Only the clown was [possibly] doing squat jogs.
Our spotter takes up the story:
“This just popped up on my timeline. It reminded me of the time, back in the 80s, when I saw a fully made up clown chasing a lion down the high street armed with a chair. Only in Grimsby.”
Such drama, in fact, that it pushed the Ribble By-Election Sensation all the way down to page seven.
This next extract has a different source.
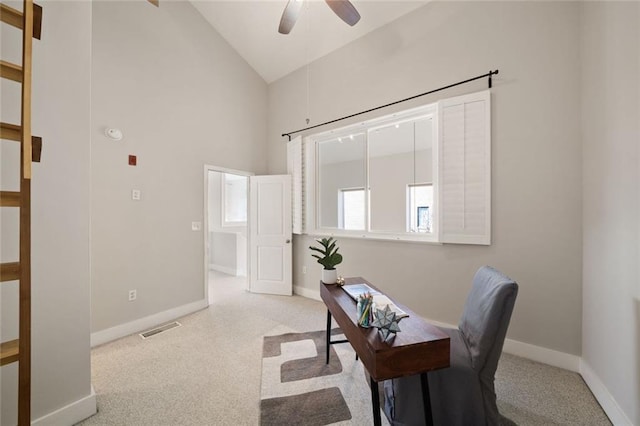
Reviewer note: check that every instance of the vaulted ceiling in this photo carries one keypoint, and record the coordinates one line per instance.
(251, 28)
What the sensation was is lost in the annals of time, mostly because of lions.
And there was [except for the person who was mauled, and also the lions] a reasonably happy ending.
The Ribble By-Election Sensation is still on page seven in this later edition, but there they are, back behind bars.
Also, hot deals on the Mistubishi Colt at Nunns Mitsubishi Centre, which – amazingly, is still there to this day and 100% free of lions.
So the next time you’re forced to punch a clown in the face to save a terrified kiddiewink from crying, remember the time they saved Grimsby from being lunch.
Then punch that clown.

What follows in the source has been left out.